Solving $\tan x= \tan 2x\tan3x\tan4x$ and a related geometric problem

Question

My friend asked me a geometric problem.

In $\triangle ABC$, $\angle B=\angle C=70^\circ$. $D$ is an interior point of the triangle such that $\angle BCD=40^\circ$ and $\angle CBD=20^\circ$. Find $\angle BAD$.

If $\angle BAD=\theta$, it is not difficult to see that $\dfrac{\tan(40^\circ-\theta)}{\tan40^\circ}=\dfrac{\tan30^\circ}{\tan70^\circ}$ and I managed to show that $\tan(40^\circ-\theta)=\tan 10^\circ$ using trigonometric identities.

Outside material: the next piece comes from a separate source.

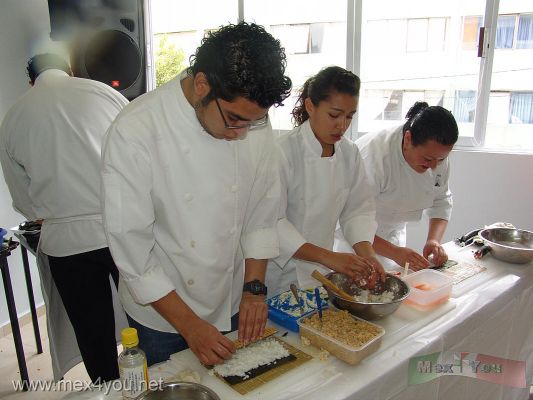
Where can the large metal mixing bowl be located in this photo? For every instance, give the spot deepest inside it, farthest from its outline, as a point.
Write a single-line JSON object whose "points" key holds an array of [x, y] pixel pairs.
{"points": [[368, 311], [511, 245], [180, 391]]}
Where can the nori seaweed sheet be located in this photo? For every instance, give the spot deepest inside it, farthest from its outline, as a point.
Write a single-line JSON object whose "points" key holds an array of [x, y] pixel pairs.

I actually proved that $\tan10^\circ\tan70^\circ=\tan30^\circ\tan40^\circ$, or equivalently, $\tan10^\circ=\tan20^\circ\tan30^\circ\tan40^\circ$. This result is so beautiful and make me interested in the equation $\tan x= \tan2x\tan3x\tan4x$, but I have difficulty in solving it. By plotting the graph, I can see that the solution is $180n^\circ$ or $60n^\circ\pm10^\circ$.

My questions are

1. How to solve the original geometric problem without using trigonometry?

2. How to solve the equation $\tan x= \tan2x\tan3x\tan4x$?

Remark Just find a solution to the second question a few minutes after posting it. But I still want to see if there are other ways to solve it.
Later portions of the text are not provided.